Bandwidth throttling (was Re: Padding)

Mon Jul 8 08:12:26 UTC 2002

On Thu, Jul 04, 2002 at 04:24:53AM -0400, Roger Dingledine wrote:
> Bandwidth throttling and flow control are closely tied to traffic shaping.
> There are several issues to solve here. We need to make sure a node:
>  
> 1) doesn't send too many data cells per timeslice
> 2) doesn't send too many bytes per timeslice
> 3) doesn't receive too many bytes per timeslice

I've talked about 1, but not 2 and 3. Here goes.

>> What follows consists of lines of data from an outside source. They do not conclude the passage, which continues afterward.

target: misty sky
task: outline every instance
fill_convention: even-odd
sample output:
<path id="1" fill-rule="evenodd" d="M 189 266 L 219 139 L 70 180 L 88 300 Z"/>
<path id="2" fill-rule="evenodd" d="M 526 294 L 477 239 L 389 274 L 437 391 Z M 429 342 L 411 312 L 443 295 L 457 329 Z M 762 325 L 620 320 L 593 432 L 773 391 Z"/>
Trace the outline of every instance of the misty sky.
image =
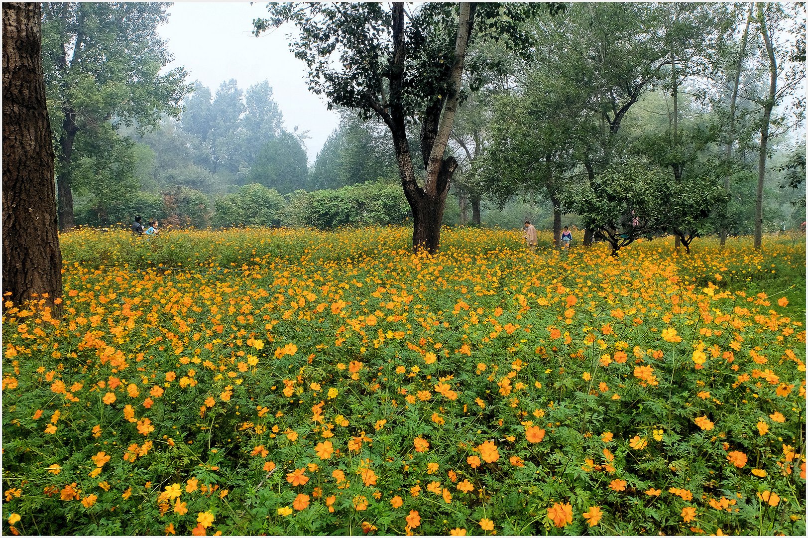
<path id="1" fill-rule="evenodd" d="M 169 22 L 158 28 L 175 57 L 168 67 L 184 66 L 189 82 L 199 80 L 213 93 L 230 78 L 242 90 L 269 81 L 286 129 L 309 132 L 305 145 L 314 162 L 339 116 L 306 88 L 305 64 L 289 52 L 287 28 L 260 37 L 250 33 L 253 19 L 266 15 L 266 2 L 177 2 L 168 13 Z"/>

(I start out assuming constant link padding and equal bandwidth between
all nodes. I remove these assumptions as I go.)

We want to limit nodes to sending a fixed rate of traffic at any given
time. In order to get good mixing, we send one cell to every other node,
every time click. So if we want to be sending 10 kilobytes per second
per connection, then that's 80 cells per second, or a cell every 12.5
milliseconds (round to 13). So every 13 milliseconds, you add another
128 bytes to the outbuf of each connection (either a non-padding cell
if you've got one, else a padding cell), and try to flush it.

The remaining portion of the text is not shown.